In December 2018, the Governor of Ohio signed into law Ohio House Bill 480 and the House of Representatives passed Ohio Senate Bill 263. The first of these bills amends the foreclosure procedures in the state, while the second bill, once it is signed by the governor, would enact the Notary Public Modernization Act (Act).
The Ohio House Bill 480, among other things:
- amends Ohio’s foreclosure procedures by changing the minimum number of days an auction must stay open for bidding from seven days to seven calendar days and further explains that the day the auction is first open for bidding is excluded from this count;
- states that an announcement for the online foreclosure sale should be made on the auction website and shall remain posted there until at least the end of the seven-calendar-day bidding period;
- establishes that when a residential property is ordered to be sold pursuant to a residential mortgage loan foreclosure action, regardless of whether the sale will be a physical or online sale of residential property, and if the property remains unsold after the first auction, then a second auction shall be held and the property shall be sold to the highest bidder;
- establishes that when a residential property is ordered to be sold pursuant to a residential mortgage loan foreclosure action, the first day an online auction is open for bidding shall be considered the date of the auction;
- requires that a contract agreement for the sale of real property at multi-parcel auction contain a statement between the owner or owners of the real or personal property and the auctioneer, auction firm, or special auctioneer attesting that the type of auction will be a multi-parcel auction; and
- requires that all advertisements for a multi-parcel auction, excluding road signs, state that the auction will be offered in various amalgamations.
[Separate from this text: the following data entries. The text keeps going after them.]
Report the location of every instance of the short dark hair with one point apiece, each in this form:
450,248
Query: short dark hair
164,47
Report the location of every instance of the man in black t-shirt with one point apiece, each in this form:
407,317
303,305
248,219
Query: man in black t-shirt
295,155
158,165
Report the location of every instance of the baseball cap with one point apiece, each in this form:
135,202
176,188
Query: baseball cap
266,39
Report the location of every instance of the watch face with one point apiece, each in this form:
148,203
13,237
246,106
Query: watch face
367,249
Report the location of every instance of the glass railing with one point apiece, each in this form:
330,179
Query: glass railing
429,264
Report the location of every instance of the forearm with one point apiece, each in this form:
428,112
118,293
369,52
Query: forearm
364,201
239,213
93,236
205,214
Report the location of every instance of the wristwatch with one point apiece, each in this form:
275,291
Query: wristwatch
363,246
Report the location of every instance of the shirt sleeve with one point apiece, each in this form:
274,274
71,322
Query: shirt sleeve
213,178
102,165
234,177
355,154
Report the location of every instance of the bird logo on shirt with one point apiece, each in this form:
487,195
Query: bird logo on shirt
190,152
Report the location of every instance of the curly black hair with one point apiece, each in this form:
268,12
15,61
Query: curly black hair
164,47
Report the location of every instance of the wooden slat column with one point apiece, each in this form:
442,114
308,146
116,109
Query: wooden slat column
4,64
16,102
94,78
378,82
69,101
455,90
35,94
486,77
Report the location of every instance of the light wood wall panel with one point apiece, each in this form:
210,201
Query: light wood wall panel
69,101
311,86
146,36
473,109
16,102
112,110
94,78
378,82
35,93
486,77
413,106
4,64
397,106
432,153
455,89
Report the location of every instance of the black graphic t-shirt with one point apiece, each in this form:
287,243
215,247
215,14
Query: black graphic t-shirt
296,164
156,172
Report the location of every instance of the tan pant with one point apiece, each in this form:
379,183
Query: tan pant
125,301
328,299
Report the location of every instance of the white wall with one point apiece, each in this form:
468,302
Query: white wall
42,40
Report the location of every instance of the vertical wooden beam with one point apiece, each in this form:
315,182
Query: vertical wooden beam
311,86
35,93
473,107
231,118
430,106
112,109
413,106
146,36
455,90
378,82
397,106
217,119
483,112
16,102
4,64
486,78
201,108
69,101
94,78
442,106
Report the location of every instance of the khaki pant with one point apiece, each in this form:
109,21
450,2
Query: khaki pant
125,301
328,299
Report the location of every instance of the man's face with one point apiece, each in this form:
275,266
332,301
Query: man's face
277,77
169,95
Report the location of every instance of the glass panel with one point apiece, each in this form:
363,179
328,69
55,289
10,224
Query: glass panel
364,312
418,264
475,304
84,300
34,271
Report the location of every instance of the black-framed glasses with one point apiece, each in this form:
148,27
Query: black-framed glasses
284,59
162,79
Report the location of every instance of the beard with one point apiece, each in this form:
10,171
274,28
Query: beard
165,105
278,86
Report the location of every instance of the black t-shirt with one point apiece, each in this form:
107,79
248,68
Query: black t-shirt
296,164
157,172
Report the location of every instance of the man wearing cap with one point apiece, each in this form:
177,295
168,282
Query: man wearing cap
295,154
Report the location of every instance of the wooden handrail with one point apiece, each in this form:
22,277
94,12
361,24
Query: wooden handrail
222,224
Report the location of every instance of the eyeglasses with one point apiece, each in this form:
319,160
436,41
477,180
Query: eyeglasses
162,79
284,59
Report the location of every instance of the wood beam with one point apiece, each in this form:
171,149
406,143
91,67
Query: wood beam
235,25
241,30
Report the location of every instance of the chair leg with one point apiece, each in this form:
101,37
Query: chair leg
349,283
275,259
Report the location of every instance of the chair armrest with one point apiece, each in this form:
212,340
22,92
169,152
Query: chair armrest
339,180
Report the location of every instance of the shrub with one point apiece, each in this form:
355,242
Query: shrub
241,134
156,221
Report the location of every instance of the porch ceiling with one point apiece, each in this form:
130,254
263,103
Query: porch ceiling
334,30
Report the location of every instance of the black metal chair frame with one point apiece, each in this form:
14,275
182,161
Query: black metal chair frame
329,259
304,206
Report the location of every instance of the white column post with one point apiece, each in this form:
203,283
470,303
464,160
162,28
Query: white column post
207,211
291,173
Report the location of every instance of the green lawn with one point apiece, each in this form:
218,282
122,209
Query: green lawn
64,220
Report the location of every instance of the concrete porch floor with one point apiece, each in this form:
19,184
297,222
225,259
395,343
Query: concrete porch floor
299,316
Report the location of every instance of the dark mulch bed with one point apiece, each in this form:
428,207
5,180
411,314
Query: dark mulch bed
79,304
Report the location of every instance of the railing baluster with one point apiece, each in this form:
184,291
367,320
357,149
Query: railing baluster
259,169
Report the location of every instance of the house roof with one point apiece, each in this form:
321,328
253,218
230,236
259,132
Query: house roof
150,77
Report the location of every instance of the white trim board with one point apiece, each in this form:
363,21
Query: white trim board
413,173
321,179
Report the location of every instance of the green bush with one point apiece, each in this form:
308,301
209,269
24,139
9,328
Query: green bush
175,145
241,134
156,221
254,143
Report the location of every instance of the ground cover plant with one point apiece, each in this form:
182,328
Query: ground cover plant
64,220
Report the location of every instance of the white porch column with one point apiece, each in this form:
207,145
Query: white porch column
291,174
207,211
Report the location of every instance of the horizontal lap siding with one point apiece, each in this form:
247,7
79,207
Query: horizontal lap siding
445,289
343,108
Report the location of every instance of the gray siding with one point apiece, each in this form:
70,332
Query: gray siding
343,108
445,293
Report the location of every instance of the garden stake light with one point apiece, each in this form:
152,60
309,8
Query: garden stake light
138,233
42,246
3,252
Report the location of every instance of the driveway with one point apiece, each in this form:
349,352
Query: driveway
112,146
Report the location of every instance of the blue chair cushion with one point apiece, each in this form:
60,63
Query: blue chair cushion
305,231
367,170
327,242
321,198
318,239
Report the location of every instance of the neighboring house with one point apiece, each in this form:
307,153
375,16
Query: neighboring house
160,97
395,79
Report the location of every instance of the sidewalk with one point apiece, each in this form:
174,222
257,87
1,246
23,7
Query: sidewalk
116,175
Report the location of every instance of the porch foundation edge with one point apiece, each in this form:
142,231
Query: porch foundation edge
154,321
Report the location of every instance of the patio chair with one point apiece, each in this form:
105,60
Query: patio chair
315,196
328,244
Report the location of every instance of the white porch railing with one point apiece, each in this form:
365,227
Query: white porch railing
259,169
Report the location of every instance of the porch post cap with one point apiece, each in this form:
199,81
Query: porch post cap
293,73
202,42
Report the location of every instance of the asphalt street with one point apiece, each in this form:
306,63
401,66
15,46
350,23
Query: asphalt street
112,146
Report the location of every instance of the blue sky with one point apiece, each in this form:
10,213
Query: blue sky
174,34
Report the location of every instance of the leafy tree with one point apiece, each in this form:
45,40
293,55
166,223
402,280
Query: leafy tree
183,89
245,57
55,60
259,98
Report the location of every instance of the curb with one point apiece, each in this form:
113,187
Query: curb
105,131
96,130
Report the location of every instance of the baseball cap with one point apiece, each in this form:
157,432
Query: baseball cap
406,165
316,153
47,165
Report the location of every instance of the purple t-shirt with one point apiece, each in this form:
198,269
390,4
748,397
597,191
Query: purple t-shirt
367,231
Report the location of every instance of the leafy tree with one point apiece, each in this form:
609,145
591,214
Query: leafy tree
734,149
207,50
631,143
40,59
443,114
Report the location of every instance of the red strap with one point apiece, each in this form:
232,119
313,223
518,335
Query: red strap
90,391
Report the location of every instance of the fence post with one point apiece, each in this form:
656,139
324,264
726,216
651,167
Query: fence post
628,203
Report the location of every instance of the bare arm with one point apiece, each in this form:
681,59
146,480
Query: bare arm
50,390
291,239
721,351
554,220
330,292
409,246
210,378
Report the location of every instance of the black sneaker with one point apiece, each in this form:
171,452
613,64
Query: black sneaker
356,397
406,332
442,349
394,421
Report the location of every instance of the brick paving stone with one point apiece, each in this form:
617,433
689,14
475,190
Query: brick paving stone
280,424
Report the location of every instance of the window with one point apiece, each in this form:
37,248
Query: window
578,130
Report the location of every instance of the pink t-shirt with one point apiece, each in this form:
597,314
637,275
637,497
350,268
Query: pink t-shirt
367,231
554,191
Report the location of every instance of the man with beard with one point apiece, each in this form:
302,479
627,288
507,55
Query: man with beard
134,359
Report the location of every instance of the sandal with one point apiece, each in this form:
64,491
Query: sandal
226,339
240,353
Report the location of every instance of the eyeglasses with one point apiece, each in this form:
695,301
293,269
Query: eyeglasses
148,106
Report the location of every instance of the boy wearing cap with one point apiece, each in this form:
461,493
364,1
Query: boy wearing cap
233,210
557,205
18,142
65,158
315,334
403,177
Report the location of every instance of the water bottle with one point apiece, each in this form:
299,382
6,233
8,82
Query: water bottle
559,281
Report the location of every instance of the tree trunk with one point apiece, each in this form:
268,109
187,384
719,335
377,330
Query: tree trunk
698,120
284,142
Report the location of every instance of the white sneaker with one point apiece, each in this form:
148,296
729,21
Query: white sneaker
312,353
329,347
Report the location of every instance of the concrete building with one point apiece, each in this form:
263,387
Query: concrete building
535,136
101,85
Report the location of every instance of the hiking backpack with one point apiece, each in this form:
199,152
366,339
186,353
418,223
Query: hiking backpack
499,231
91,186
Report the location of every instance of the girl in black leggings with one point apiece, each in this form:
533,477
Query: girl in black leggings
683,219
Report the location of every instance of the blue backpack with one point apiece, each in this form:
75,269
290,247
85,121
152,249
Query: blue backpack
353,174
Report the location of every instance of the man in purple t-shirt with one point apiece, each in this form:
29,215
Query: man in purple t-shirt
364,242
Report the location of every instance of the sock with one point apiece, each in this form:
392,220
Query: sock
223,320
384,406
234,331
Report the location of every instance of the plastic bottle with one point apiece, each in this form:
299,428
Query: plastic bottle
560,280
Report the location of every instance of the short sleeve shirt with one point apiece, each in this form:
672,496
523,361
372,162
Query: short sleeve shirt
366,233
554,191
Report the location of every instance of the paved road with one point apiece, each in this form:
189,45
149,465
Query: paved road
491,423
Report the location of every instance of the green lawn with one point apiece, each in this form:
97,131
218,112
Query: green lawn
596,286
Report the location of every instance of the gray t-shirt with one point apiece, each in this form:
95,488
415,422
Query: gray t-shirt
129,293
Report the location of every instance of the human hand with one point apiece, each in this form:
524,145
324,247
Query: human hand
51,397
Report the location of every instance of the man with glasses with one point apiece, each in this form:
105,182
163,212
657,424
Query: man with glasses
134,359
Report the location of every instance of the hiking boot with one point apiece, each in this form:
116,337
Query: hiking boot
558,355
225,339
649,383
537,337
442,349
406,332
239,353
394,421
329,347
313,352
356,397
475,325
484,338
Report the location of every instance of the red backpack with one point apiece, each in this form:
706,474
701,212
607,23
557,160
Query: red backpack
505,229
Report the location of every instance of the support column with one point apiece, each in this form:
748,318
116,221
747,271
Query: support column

Senate Bill 263, which has not yet been signed into law by the Ohio Governor but was passed by the Ohio House and Senate, enacts the Notary Public Modernization Act. The Act does the following as it relates to electronic notarizations:
- establishes that an electronic document that is signed in the physical presence of the notary public with an electronic signature and notarized with an electronic seal shall be considered an original document;
- establishes that a printed copy of a document executed electronically by the parties and acknowledged or sworn before a notary acting pursuant to Ohio law, shall be accepted by county auditors, engineers, and recorders for purposes of approval, transfer, and recording;
- defines online notarization as a notarial act performed by means of live two-way video and audio conference technology that conforms to the standards adopted by the Secretary of State;
- requires the Secretary of State to adopt rules necessary to implement, set, and maintain standards for online notarizations and online notaries public;
- states that a notary public who has been duly appointed and commissioned in Ohio, and who is a resident of Ohio, may apply to the Secretary of State to be authorized to act as an online notary public during the term of that notary public’s commission;
- requires that a notary inform the Secretary of State of the hardware and software that the notary intends to use to carry out electronic notarizations;
- authorizes an online notary public to perform online notarizations if the online notary public is an Ohio resident and the notary is located within the geographical boundaries of the state at the time of the online notarization; and
- requires that an online notary public use technology that meets the Secretary of State standards, take reasonable steps to ensure the integrity, security, and authenticity of online notarizations, create and maintain complete recording of the audio-video communication that is the basis for identification of a principal for each online notarization; and maintain electronic journals with specified details of all online notarizations performed by the online notary.
The Act also provides the following more general amendments to the notarization process:
- requires that a person qualifying to be a notary public demonstrate to the Secretary of State that he or she submitted a criminal records check report completed within the preceding six months in accordance with Ohio law and completed an educational program and passed a test administered by entities authorized by the Secretary of State;
- requires that the Secretary of State oversee the processing of notary public applications and the creation and maintenance of the online database of notaries public commission in the state;
- requires that all submissions to the Secretary of State for receiving and renewing commissions, or notifications made under Ohio Sec. 147.05, be done electronically;
- states that the Secretary of State may adopt rules to set forth procedures for investigation and hearing regarding violations of the rules established by the Notary Public Modernization Act;
- requires that a notary inform the Secretary of State if the person is convicted of or pleads guilty or no contest to any disqualifying offense or any offense under the existing or former law of Ohio, any other state, or federal law that is substantially equivalent to such a disqualifying offense during the term of the notary’s commission;
- requires that the Secretary of State maintain a database of notaries public on a publicly accessible website; and
- amends the statutory short forms of acknowledgement, forms of acknowledgement set forth by the state of Ohio that may be used and are considered sufficient to be in compliance with the Notaries Public and Commissioners.
Senate Bill 263 also amends the Ohio real estate broker definitions to cover certain activities done by oil and gas land professionals and amends the Ohio motor vehicle title law to exempt from the requirements of notarization and verification both a certificate of title and an application for a salvage certificate of title.